Well, there are 2 caveats that I can think of:
- This is a generic code; it would be overkill to reimplement neopixel for every MCU type.
- Klipper is 3d printer firmware, not the LED driver firmware

So, ultimately, someone can hack their MCU to offload work to some HW controller. That would ultimately “fix” the problem.
But every time I do think about it, and try to argue with myself. The argument is like:
“Let’s mess with architecture and add complexity, so on a 3d printer, the long neopixel string would work better!”
It sounds a bit off to me.
I can imagine how important or useful they could be. I did see the examples like:
Where it is used to indicate machines on the farm.
The generic fix that I could imagine without fancy HW accelerators:
Extend the irq_poll(), so we can disable IRQs in the time-sensitive section (I would imagine that we do have ~5us 1 bit width, and probably 40us pause between bits). Then we can call irq_poll() inside the busy wait loop, 1 timer per cycle. That would generally decrease the likelihood of timeouts and increase overall throughput, I think (as long as irq_poll() < 5us).
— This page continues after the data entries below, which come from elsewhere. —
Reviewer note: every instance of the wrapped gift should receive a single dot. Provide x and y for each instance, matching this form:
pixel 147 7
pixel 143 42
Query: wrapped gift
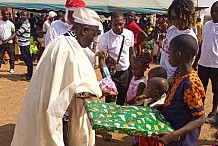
pixel 132 120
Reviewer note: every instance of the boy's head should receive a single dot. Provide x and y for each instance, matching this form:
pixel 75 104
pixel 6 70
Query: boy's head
pixel 156 87
pixel 157 72
pixel 139 66
pixel 182 49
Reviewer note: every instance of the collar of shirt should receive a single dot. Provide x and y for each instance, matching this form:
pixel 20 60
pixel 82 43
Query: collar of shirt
pixel 114 34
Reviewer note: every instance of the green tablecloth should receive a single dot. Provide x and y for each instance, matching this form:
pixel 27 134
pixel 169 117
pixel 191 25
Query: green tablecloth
pixel 132 120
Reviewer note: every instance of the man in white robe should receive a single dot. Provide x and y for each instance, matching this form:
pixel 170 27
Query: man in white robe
pixel 64 71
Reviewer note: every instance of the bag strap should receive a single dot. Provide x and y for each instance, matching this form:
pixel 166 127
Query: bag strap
pixel 121 48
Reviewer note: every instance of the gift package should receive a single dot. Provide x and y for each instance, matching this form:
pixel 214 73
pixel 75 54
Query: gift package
pixel 131 120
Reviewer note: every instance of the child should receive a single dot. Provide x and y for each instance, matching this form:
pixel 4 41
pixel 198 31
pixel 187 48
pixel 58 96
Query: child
pixel 157 72
pixel 183 107
pixel 137 84
pixel 156 87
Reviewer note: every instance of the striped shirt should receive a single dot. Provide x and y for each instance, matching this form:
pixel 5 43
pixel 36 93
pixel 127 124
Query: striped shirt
pixel 24 34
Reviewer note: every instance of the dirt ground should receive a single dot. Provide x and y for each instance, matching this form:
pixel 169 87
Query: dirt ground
pixel 12 90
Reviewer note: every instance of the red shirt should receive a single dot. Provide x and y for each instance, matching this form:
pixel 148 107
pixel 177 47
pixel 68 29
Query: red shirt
pixel 135 29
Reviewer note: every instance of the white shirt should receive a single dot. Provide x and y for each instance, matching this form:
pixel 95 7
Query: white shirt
pixel 101 28
pixel 209 49
pixel 6 28
pixel 46 25
pixel 57 28
pixel 133 88
pixel 111 43
pixel 171 33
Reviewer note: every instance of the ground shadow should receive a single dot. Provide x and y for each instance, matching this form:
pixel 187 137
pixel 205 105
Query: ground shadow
pixel 6 134
pixel 202 142
pixel 101 142
pixel 13 77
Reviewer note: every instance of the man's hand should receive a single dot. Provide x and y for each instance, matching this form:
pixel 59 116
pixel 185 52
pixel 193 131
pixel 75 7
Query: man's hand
pixel 165 137
pixel 4 42
pixel 140 97
pixel 101 54
pixel 194 66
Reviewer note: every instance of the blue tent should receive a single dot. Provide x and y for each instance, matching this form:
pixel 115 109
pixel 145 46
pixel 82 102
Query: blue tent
pixel 140 6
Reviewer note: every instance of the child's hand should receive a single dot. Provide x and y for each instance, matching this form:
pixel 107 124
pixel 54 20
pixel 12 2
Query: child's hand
pixel 165 137
pixel 140 97
pixel 101 54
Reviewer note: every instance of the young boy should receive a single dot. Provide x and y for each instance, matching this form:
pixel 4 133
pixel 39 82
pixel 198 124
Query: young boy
pixel 157 72
pixel 157 86
pixel 183 107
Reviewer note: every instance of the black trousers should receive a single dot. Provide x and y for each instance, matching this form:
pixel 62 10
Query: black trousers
pixel 121 80
pixel 9 47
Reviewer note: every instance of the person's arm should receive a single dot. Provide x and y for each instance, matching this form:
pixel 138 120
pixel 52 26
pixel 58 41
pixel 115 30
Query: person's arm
pixel 131 55
pixel 141 38
pixel 12 35
pixel 195 64
pixel 167 137
pixel 132 50
pixel 140 90
pixel 195 95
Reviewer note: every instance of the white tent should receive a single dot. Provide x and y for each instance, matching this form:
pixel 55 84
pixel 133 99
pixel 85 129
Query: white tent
pixel 141 6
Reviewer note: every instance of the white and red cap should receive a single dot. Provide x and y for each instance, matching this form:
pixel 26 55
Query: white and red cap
pixel 71 5
pixel 86 16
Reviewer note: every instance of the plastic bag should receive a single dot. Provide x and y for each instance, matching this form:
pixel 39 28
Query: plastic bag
pixel 108 86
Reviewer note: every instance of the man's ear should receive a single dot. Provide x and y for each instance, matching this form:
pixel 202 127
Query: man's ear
pixel 156 92
pixel 85 29
pixel 178 54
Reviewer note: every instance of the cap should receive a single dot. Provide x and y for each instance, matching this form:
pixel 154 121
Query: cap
pixel 86 16
pixel 73 4
pixel 52 14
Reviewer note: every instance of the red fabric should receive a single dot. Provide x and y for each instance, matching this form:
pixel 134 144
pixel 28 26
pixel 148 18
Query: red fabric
pixel 75 4
pixel 148 141
pixel 135 29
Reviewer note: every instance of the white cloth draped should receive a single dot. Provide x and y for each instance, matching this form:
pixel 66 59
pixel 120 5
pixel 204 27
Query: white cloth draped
pixel 63 70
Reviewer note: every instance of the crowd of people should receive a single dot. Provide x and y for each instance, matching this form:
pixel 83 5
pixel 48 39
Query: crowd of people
pixel 66 48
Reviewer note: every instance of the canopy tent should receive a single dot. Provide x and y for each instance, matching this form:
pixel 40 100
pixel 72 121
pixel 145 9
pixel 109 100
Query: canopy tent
pixel 140 6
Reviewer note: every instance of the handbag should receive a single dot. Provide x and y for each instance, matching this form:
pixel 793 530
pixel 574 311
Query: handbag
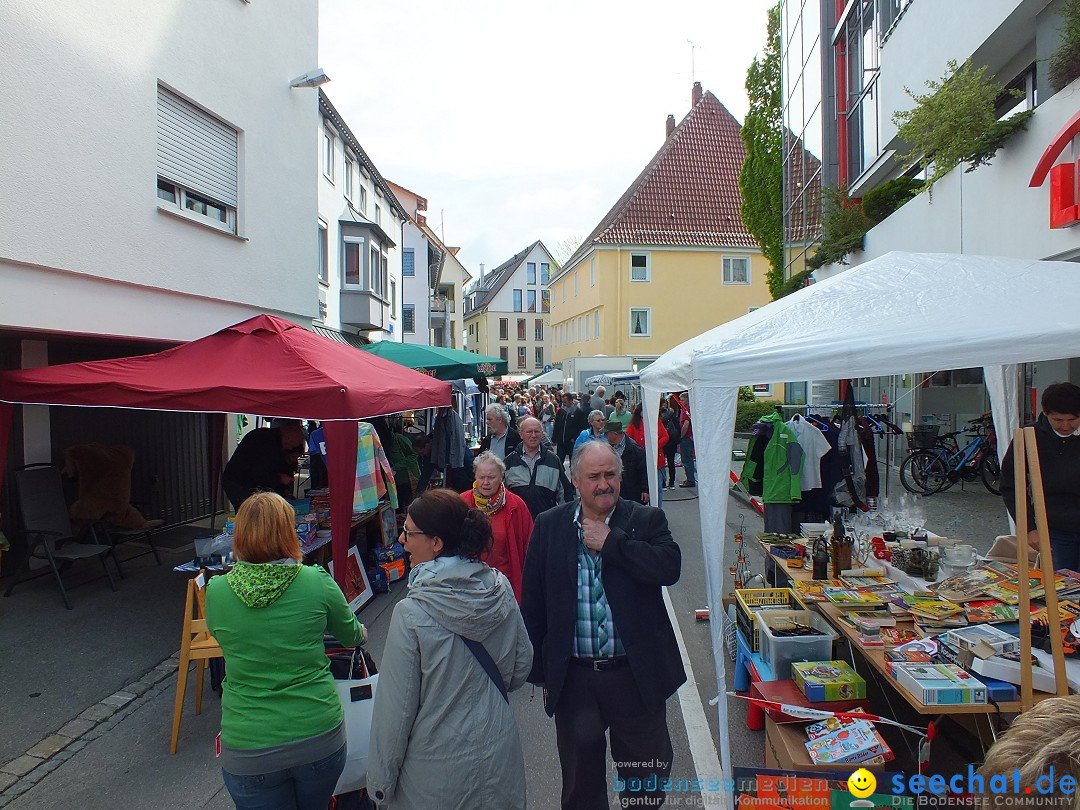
pixel 487 663
pixel 355 679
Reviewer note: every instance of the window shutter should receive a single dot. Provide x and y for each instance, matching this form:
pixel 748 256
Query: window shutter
pixel 196 150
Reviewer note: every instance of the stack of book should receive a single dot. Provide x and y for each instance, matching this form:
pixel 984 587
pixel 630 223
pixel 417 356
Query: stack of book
pixel 852 598
pixel 868 625
pixel 940 684
pixel 851 742
pixel 928 610
pixel 813 590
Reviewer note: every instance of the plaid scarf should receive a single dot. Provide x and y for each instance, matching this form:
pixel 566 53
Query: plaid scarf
pixel 493 504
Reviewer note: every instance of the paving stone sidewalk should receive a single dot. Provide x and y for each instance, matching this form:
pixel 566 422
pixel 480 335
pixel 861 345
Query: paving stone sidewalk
pixel 25 771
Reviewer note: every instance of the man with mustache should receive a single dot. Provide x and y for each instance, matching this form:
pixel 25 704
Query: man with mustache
pixel 604 648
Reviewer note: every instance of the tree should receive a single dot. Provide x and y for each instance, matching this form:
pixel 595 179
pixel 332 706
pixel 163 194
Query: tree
pixel 760 179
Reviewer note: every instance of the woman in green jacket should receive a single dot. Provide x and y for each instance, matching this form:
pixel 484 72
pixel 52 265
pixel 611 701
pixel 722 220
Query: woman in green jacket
pixel 283 740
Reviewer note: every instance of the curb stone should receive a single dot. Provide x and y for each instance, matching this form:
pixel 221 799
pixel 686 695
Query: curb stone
pixel 46 755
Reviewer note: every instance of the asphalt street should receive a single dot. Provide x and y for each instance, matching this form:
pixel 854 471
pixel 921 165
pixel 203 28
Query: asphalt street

Similar idea, but in a different way, signal to the timer dispatch that we need control back for a short period of time before time t.
Or even more generic probably, there should be a way to tune the:
#define TIMER_MIN_TRY_TICKS timer_from_us(2), so it would not be a constant, but the sum of time needed to exit the timer code + interrupt + reenter.
If the MCU could do that in less than 2us, that would mean that the task code (neopixel in this case), would progress further more frequently and timeouts would be less lickely.
Like it is done for AVR.
I suspect it would be a bit of work to write the scheduler’s autotune or test each MCU and define a time for it.
To sum up, I’m not against changes here; they probably can be done. But I’m leery of blind use of external libraries or overcomplicating the code to simply drive LEDs.
Thanks.